IA Watch presented a webinar: Red Hot SEC Exams Topics in 2017, Plus Exam-Prep Steps from Peers Who’ve Survived Recent Exams.
The presenters were
Fred Shaw, Principal/Director of Compliance, Hamilton Lane
Adam Reback, CCO, J. Goldman & Co
Chuck Daly, Principal, Constellation Advisers
Michelle Martin, CCO, Longfellow Investment Management
These are my notes:
Even though there is great deal of change in Was, exams are expected to continue.
Based on the 2017 Exam Priorities, there seems to be an emphasis on retail investors and how advisers deal with this type of client. There will be heightened focus on seniors and the possibility of exploitation.

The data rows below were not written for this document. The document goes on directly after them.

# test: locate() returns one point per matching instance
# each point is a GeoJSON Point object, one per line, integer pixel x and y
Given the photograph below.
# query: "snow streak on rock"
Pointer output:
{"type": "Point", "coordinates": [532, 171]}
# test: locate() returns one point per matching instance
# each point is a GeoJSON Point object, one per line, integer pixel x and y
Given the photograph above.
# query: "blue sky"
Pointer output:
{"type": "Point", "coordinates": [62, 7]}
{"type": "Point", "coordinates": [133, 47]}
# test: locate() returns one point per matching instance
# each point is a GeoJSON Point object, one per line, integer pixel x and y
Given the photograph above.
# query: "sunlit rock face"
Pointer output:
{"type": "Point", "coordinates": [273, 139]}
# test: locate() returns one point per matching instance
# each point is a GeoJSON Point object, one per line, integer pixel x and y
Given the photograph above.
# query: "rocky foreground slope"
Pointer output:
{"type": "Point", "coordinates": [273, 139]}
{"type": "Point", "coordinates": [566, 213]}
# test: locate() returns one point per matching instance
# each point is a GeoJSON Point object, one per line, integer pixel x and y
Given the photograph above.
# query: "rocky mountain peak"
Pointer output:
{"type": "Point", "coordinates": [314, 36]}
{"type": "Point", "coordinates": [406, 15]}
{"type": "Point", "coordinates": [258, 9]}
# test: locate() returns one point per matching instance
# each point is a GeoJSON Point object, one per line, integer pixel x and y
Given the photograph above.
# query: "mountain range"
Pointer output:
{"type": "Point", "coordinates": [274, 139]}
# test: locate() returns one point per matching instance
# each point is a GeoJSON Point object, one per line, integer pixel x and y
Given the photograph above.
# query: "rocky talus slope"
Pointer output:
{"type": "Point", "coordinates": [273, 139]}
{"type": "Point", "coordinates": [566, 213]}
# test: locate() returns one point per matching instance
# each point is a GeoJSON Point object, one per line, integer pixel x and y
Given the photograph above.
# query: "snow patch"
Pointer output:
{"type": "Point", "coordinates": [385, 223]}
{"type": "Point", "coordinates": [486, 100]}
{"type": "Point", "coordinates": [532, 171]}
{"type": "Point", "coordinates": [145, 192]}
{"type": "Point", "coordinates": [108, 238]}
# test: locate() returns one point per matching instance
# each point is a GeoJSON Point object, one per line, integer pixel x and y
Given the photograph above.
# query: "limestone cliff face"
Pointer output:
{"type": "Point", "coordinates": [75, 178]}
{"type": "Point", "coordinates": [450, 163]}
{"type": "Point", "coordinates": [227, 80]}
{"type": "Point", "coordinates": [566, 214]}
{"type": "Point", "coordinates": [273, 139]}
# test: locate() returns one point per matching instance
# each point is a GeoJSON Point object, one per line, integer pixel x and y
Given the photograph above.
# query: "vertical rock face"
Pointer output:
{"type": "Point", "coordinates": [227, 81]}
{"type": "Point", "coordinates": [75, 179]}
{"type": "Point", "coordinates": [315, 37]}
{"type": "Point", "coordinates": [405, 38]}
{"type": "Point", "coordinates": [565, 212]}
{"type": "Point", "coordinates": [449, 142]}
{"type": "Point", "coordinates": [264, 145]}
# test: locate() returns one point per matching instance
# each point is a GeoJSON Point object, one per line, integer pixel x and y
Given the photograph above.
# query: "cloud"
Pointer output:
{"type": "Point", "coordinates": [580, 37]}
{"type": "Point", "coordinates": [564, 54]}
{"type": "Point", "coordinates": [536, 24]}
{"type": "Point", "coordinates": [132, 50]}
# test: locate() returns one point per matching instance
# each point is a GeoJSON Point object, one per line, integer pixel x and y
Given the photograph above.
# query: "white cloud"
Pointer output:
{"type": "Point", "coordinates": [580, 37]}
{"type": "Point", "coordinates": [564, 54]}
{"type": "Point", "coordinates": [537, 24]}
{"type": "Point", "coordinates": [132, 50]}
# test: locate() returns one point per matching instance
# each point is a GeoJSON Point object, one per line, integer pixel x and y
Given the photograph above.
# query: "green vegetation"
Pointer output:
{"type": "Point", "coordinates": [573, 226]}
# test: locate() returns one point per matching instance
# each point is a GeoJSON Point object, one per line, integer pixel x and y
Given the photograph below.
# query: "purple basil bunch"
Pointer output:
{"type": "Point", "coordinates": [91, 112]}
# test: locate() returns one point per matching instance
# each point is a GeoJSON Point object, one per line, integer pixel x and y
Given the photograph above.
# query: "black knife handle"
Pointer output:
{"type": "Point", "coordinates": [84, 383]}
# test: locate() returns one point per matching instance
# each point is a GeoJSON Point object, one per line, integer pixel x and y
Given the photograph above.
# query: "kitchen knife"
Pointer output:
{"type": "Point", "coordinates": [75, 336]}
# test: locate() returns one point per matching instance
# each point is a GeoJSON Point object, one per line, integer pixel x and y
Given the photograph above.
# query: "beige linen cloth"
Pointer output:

There is an emphasis on data for exams. Word is that the SEC is grabbing lots more than in the past to test firm practices.
One presenter is seeing an uptick on never-before-examined advisor exams. The presenter noted that different regional offices are doing these exams differently.

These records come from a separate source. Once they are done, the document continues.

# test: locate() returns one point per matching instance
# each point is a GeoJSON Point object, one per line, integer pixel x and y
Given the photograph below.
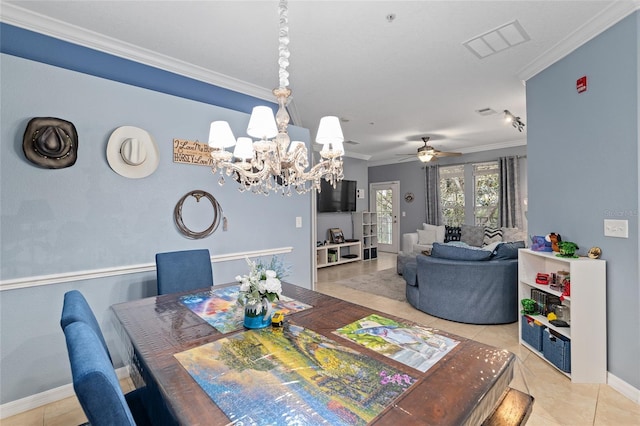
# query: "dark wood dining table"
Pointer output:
{"type": "Point", "coordinates": [468, 386]}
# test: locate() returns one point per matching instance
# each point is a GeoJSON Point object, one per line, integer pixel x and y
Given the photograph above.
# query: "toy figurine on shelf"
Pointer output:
{"type": "Point", "coordinates": [554, 239]}
{"type": "Point", "coordinates": [539, 243]}
{"type": "Point", "coordinates": [567, 249]}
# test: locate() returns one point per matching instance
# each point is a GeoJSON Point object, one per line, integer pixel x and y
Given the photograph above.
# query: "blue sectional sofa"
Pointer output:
{"type": "Point", "coordinates": [467, 291]}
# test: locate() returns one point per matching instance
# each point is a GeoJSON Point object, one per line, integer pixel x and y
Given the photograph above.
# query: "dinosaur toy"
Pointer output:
{"type": "Point", "coordinates": [567, 249]}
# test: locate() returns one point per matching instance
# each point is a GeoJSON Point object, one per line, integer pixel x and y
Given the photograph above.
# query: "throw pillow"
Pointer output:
{"type": "Point", "coordinates": [472, 235]}
{"type": "Point", "coordinates": [508, 250]}
{"type": "Point", "coordinates": [426, 237]}
{"type": "Point", "coordinates": [452, 233]}
{"type": "Point", "coordinates": [439, 231]}
{"type": "Point", "coordinates": [452, 252]}
{"type": "Point", "coordinates": [491, 235]}
{"type": "Point", "coordinates": [491, 247]}
{"type": "Point", "coordinates": [513, 234]}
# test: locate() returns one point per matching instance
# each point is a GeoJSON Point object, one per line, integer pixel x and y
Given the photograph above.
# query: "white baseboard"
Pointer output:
{"type": "Point", "coordinates": [624, 388]}
{"type": "Point", "coordinates": [47, 397]}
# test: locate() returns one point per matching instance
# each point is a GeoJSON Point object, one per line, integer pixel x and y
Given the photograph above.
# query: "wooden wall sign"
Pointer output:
{"type": "Point", "coordinates": [190, 152]}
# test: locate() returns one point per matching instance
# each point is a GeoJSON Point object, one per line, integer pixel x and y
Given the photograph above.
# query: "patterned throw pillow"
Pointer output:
{"type": "Point", "coordinates": [472, 235]}
{"type": "Point", "coordinates": [491, 235]}
{"type": "Point", "coordinates": [452, 233]}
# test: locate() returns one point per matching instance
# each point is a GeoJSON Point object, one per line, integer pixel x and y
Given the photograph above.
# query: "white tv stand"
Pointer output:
{"type": "Point", "coordinates": [336, 254]}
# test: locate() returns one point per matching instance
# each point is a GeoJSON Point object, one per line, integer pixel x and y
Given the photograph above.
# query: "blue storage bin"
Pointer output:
{"type": "Point", "coordinates": [557, 349]}
{"type": "Point", "coordinates": [532, 332]}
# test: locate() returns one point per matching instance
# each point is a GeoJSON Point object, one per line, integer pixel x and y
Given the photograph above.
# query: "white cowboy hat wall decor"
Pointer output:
{"type": "Point", "coordinates": [132, 152]}
{"type": "Point", "coordinates": [51, 143]}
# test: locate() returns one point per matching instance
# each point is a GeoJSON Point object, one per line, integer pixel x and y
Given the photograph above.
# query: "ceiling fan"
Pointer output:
{"type": "Point", "coordinates": [428, 153]}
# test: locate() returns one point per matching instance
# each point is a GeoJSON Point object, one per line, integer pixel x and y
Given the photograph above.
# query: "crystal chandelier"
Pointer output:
{"type": "Point", "coordinates": [274, 162]}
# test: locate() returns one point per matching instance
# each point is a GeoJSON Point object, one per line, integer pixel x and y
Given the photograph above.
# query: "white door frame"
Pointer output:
{"type": "Point", "coordinates": [395, 209]}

Money market funds are expected to be a priority based on the 2014 rules on liquidity and redemption risks.
There seems to be less emphasis on private funds. That does not mean that there will be none.
Exams are generally shorter than in the past. OCIE wants to reach more firms, given the resources, that means less time on exams. The panelist is seeing fewer on-site exams and more correspondence exams. The examiners are asking for fewer documents, in part because the request is better tailored to the advisor. Of course, there is a wide range of exam experiences.
In exam tips and experiences, one presenter noted that it was worth discussing document requests with the examiner if the request is voluminous. The examiners are unlikely to want a big data damp and are generally not expecting it.
Some of the requested items may not be for the examiners, but for others behind the scene for data and policy considerations.
Introductory presentations are very helpful.
Valuations need to be well documented. If you use the data, you need a copy of the report in the file.